Cette histoire de la classification des Etats de la fin de la Seconde Guerre mondiale à nos jours peut-être synthétisée sous la forme d’une chronologie :

Les mots pour découper le monde en fonction des écarts de développement, 1949-2022 (source : Géoconfluences)

Mais alors, quels indicateurs utiliser pour classer et comparer la richesse et le développement des pays ?

  • Il faut tout d’abord garder à l’esprit qu’aucun indice n’est parfait :
    • La fiabilité des données fournies par certains pays peut être remise en cause
    • Chaque donnée n’est pas disponible et actualisée pour tous les pays du monde pour une même année
    • Les indicateurs sont révélateurs de leur temps et d’une certaine vision du monde. De nouveaux indicateurs devront apparaître dans les prochaines années pour prendre en considération de nouvelles préoccupations, notamment environnementales.
  • Les auteurs de cet article proposent de retenir sept indicateurs en expliquant leurs intérêts respectifs, tout en expliquant pourquoi d’autres indicateurs parfois courants ont été écartés :
    • Taux de fécondité, en naissances par femme
    • Taux de mortalité infantile
    • PIB par habitant en dollars constants
    • Évolution du PIB par habitant entre 2000 et 2020
    • Consommation des ménages
    • Formation de capital fixe par habitant indiquant la capacité réelle du pays à générer des investissements
    • Un indicateur composite permettant de calculer l’écart entre les revenus des 10% des plus riches et ceux des 50% des plus pauvres
  • A partir de cette grille de lecture statistique, les auteurs de l’article identifient six catégories de pays qu’il est possible de rassembler en trois grands groupes :
    • Les Etats précaires comportant 27 pays très précaires tels que le Cameroun et des pays précaires comme Eswatini (ancien Swaziland). Ils se qualifient par une fécondité et une mortalité infantile élevées, un PIB par habitant faible, d’importantes inégalités de revenu, et une faible croissance du PIB par habitant sur vingt ans.
    • Les Etats émergents qui rassemblent 46% des Etats référencés dans l’étude.
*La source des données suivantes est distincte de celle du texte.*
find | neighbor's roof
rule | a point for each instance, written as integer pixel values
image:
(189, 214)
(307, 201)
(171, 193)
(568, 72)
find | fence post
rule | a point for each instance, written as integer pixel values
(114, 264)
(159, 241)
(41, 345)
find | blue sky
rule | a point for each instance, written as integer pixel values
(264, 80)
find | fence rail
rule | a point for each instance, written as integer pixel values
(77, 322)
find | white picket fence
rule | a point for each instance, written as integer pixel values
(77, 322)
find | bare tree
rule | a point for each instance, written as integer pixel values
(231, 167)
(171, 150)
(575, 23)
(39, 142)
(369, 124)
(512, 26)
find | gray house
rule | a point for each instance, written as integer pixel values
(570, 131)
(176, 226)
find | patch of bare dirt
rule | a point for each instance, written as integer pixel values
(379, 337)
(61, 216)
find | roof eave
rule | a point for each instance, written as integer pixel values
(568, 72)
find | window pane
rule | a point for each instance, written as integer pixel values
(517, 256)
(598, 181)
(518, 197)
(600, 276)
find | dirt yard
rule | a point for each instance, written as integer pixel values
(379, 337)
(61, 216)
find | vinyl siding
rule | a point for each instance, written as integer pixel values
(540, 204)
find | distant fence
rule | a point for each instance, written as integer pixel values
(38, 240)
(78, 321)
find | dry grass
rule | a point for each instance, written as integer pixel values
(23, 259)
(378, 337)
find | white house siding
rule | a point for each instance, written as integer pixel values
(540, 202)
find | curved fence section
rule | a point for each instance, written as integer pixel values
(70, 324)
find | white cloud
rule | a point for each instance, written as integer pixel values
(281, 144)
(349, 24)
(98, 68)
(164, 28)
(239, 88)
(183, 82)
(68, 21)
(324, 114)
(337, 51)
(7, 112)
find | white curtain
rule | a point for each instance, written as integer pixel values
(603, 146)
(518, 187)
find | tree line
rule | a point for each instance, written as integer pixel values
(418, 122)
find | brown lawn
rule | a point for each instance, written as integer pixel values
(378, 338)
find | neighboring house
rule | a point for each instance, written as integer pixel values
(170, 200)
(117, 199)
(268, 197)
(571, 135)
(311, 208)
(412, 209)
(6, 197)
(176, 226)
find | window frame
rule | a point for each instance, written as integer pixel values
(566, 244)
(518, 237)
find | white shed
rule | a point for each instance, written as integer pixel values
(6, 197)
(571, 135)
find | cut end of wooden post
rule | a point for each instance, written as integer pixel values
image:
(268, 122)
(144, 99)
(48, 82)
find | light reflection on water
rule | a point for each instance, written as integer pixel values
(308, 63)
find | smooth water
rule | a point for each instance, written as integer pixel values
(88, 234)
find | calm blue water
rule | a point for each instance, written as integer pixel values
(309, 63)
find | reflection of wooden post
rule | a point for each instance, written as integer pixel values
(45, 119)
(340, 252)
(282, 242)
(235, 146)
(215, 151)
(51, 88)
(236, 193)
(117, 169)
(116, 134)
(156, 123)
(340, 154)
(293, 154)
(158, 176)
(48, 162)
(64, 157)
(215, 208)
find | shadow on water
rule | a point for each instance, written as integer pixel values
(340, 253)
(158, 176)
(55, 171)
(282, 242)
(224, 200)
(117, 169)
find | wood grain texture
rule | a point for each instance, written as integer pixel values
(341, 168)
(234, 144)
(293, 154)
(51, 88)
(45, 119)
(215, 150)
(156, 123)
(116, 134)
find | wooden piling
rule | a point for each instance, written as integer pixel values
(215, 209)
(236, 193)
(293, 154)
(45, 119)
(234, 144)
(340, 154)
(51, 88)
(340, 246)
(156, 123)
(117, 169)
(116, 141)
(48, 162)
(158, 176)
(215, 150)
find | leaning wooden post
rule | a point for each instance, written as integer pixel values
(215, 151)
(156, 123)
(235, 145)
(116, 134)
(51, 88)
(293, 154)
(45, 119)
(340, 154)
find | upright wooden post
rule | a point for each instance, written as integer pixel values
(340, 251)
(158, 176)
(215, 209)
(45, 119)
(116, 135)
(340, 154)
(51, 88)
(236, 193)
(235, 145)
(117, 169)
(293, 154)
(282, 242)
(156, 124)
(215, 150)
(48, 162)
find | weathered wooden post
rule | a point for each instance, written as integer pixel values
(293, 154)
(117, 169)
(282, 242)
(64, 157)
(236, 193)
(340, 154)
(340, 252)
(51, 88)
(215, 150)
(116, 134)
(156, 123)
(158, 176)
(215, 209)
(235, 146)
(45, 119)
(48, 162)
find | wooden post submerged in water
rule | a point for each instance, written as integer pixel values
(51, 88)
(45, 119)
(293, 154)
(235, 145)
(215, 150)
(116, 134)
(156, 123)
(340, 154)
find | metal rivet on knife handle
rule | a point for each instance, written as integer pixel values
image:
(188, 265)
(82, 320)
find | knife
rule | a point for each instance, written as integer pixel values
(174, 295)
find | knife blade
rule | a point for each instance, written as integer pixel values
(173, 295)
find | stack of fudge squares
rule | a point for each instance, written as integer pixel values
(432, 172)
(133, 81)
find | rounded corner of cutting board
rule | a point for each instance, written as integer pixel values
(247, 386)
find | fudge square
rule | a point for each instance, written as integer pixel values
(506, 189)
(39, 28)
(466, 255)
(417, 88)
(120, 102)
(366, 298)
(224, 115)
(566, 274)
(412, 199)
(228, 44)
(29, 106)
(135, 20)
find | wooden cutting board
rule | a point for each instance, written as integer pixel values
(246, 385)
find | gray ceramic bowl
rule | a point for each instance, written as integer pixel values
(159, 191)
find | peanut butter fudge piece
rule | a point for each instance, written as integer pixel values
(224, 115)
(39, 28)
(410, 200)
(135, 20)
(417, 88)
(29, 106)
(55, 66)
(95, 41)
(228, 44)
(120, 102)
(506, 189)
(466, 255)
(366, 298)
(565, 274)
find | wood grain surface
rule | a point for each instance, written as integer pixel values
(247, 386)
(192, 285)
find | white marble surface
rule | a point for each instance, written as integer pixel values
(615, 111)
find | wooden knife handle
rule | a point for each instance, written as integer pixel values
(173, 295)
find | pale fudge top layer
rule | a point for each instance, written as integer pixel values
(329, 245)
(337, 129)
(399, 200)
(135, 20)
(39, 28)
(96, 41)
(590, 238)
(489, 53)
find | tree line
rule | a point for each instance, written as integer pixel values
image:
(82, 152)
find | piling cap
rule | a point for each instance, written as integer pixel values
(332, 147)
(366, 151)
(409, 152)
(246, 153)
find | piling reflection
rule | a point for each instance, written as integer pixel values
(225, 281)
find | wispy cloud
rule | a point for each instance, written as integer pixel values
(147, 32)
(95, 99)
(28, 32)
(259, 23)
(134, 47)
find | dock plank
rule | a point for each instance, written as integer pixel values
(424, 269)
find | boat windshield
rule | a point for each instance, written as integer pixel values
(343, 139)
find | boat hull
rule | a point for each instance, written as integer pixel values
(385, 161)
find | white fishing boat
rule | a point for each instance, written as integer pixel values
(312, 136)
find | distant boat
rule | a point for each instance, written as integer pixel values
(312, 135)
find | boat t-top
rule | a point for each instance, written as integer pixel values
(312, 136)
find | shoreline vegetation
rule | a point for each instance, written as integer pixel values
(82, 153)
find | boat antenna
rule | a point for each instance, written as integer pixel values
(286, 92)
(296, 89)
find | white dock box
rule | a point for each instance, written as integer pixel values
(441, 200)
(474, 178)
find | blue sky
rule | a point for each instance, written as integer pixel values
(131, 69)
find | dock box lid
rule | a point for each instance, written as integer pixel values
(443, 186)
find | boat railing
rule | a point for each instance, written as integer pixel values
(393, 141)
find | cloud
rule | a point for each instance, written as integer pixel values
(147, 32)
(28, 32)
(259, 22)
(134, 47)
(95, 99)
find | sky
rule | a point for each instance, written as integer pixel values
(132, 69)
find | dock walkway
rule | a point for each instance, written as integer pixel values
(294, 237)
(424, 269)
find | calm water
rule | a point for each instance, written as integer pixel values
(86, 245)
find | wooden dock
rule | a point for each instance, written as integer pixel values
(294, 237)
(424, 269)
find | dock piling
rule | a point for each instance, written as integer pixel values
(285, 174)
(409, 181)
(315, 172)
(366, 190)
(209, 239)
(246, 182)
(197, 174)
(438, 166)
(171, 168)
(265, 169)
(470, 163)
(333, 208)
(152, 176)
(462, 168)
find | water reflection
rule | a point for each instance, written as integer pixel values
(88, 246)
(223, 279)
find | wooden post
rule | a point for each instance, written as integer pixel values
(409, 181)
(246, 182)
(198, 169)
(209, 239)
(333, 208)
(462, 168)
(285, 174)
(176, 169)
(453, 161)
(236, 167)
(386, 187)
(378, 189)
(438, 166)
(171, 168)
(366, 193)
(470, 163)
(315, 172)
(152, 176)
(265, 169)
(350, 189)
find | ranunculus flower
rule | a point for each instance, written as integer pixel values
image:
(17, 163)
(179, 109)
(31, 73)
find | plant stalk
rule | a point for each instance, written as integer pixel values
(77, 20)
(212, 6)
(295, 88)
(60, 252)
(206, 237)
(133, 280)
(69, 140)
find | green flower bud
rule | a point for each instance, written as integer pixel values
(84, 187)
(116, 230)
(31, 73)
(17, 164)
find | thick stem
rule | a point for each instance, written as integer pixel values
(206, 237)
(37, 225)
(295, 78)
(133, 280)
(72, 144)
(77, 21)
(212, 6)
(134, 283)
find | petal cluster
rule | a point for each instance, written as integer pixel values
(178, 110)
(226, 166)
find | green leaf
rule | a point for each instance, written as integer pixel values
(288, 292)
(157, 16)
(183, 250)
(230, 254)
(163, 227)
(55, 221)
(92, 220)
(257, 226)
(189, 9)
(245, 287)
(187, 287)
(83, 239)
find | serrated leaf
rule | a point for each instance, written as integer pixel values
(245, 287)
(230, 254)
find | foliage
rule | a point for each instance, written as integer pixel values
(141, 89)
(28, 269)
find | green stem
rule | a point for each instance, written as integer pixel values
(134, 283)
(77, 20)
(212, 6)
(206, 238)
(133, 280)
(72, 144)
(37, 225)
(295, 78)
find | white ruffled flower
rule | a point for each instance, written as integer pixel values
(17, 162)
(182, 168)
Parmi eux, les émergents en essor (18 Etats dont le Tadjikistan) et les émergents consolidés (57 Etats dont le Paraguay). Les auteurs utilisent l’expression de « classe moyenne » pour qualifier ces Etats. Il est à noter que dix-sept de ces cinquante-sept pays dont partie des pays les moins avancés (PMA). On trouve également dans cette catégories des pays tels que la Chine, L’Inde, la Russie, le Brésil, le Mexique, l’Indonésie, etc.
    • Les Etats favorisés parmi lesquels figurent des « favorisés avec des fragilités » tels que le Portugal, et des « très favorisés » tels que l’Australie. Tous ces pays sont globalement riches mais ils peuvent parfois être confrontés à des problématiques de vieillissement de la population, d’un taux de fécondité inférieur à 1, etc. Les auteurs précisent cependant que ces pays ne sont nullement des modèles de développement à atteindre car ils figurent aussi souvent parmi les pays émettant le plus de CO² par habitant.
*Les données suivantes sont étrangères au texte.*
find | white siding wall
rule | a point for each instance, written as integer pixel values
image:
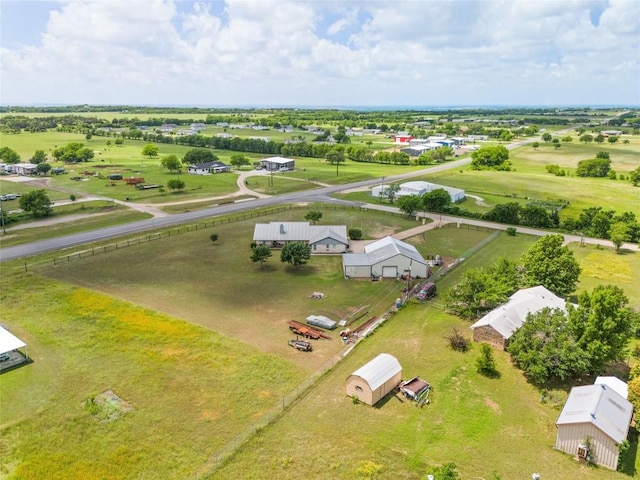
(357, 271)
(603, 447)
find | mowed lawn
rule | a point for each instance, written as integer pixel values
(200, 352)
(490, 428)
(216, 285)
(191, 389)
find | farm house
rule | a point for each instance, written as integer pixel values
(497, 326)
(10, 354)
(593, 423)
(371, 382)
(322, 238)
(208, 168)
(387, 258)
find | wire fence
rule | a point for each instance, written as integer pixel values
(112, 247)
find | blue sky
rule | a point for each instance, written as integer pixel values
(320, 52)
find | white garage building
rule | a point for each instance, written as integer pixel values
(593, 423)
(387, 258)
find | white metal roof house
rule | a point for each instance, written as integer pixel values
(371, 382)
(497, 326)
(208, 168)
(322, 238)
(593, 423)
(387, 258)
(25, 168)
(420, 188)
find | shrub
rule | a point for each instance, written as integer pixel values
(485, 363)
(355, 233)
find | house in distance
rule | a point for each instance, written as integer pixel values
(497, 326)
(593, 423)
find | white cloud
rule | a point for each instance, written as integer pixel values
(294, 52)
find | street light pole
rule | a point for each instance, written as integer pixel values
(4, 231)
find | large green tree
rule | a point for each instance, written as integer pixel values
(238, 160)
(8, 155)
(260, 254)
(198, 156)
(619, 233)
(552, 265)
(481, 290)
(176, 184)
(39, 156)
(603, 324)
(37, 203)
(436, 200)
(313, 216)
(72, 153)
(295, 253)
(546, 348)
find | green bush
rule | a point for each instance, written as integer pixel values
(355, 234)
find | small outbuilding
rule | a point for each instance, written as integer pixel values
(497, 326)
(208, 168)
(277, 164)
(371, 382)
(593, 423)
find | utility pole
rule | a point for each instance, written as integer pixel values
(4, 231)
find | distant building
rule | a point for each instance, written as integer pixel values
(208, 168)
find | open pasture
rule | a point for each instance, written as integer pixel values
(217, 286)
(191, 390)
(182, 377)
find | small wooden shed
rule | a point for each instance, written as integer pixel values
(371, 382)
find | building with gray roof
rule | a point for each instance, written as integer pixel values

L’article se termine par deux cartes qui permettent d’identifier ces nouvelles catégories…

… tout en les comparant avec l’ancien découpage Nord / Sud :

On s’aperçoit dès lors que les pays favorisés regroupent globalement les anciens pays dits « du Nord » tandis que les pays précaires et émergents se rassemblent dans les anciens pays dits « du Sud » avec néanmoins quelques nuances :

  • Dix pays sont passés du Nord au Sud, dont la Russie.
  • Huit pays sont passés du Sud vers le Nord, dont l’Uruguay.

Les auteurs n’en concluent pas pour autant qu’il faudrait réhabiliter le découpage Nord / Sud, mais simplement que le développement humain et économique connaît des effets d’inertie sur la longue durée.

Source

Jean-Benoît Bouron, Laurent Carroué et Hélène Mathian, « Représenter et découper le monde : dépasser la limite Nord-Sud pour penser les inégalités de richesse et le développement », Géoconfluences, décembre 2022.